After yet another decidedly well reported event involving race the article by Musa Al-Gharbi titled "White people aren’t the enemy: Why social justice demands a rainbow coalition of minorities & poor whites" that appeared in my RSS feed stood out. It is well worth an entire read. The probative two paragraphs in my humble opinion follows.
Because the literature from these groups is rife with revisionist history, unsubstantiated conspiracy theories, and problematic (or outright false and falsified) empirical claims, it is tempting to dismiss members as whackos or fools—but this would be a mistake. These elements cohere into a mythology which substantiates and reinforces the white identity that so many Americans believe is under siege—and in turn produces a community to protect it. Outsiders sniping at parts of this belief system merely reinforces this siege mentality and further polarizes adherents. The only way to really undermine these groups is to eliminate their raison d’etre.

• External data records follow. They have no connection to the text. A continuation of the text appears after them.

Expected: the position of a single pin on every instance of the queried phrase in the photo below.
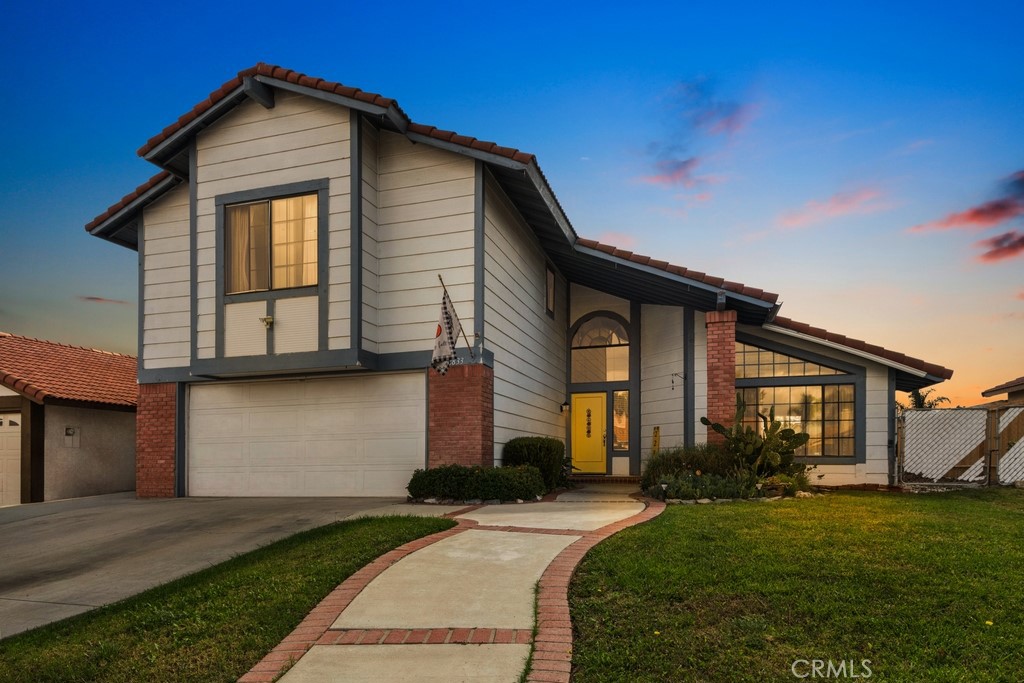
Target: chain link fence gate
(962, 445)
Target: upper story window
(600, 351)
(270, 244)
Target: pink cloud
(95, 299)
(840, 204)
(674, 172)
(620, 240)
(975, 218)
(1001, 247)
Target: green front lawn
(925, 587)
(214, 625)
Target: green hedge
(706, 458)
(459, 482)
(547, 455)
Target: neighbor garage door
(338, 436)
(10, 459)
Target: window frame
(855, 375)
(222, 202)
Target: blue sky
(788, 146)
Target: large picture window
(270, 244)
(807, 396)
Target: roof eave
(113, 227)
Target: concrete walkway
(461, 605)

And so the task of social justice advocates should be obvious: to convincingly argue and demonstrate to poor white Americans that it is possible to preserve or even improve their condition and at the same time raise up marginalized groups. Not only have activists miserably failed at this task, their message and tactics regularly alienate impoverished whites while confirming racist narratives. It should be no surprise then that ethnic nationalist and separatist movements have been rapidly expanding in America (and across Western democracies), while their ideology and methods are growing increasingly extreme, and increasingly effective. If the current dynamics continue unchecked, we should expect the problem to grow worse.
As an activist who works with the marvelous activists at Move to Amend, an organization whose mission includes empowering all communities, communicating the message is difficult. Many white people we engage with, especially those struggling baby boomers and GenXers, do not understand the concept of white privilege and white supremacy and how it affects us ALL negatively.
Musa Al-Gharbi's article struck a necessary balance between hard truth, coaxing, and spoon feeding to get the message across. He used the methods we are developing at another organization I work with, Coffee Party USA, that attempts to bring the many sides of our discourse together. Using rules of civility encourages all to listen first, analyze, and then respond.
Musa Al-Gharbi's makes an important statement in his subtitle that some in the social justice arena generally disregard. He wrote,
Black Lives Matter rightly spotlights racial injustices. But let's not pretend whites are living on Easy Street
The one thing he failed to mention relative to Black Lives Matter is that in our society, until there is disruption, rarely does anyone listen. The real question is how do we move from the disruption to change.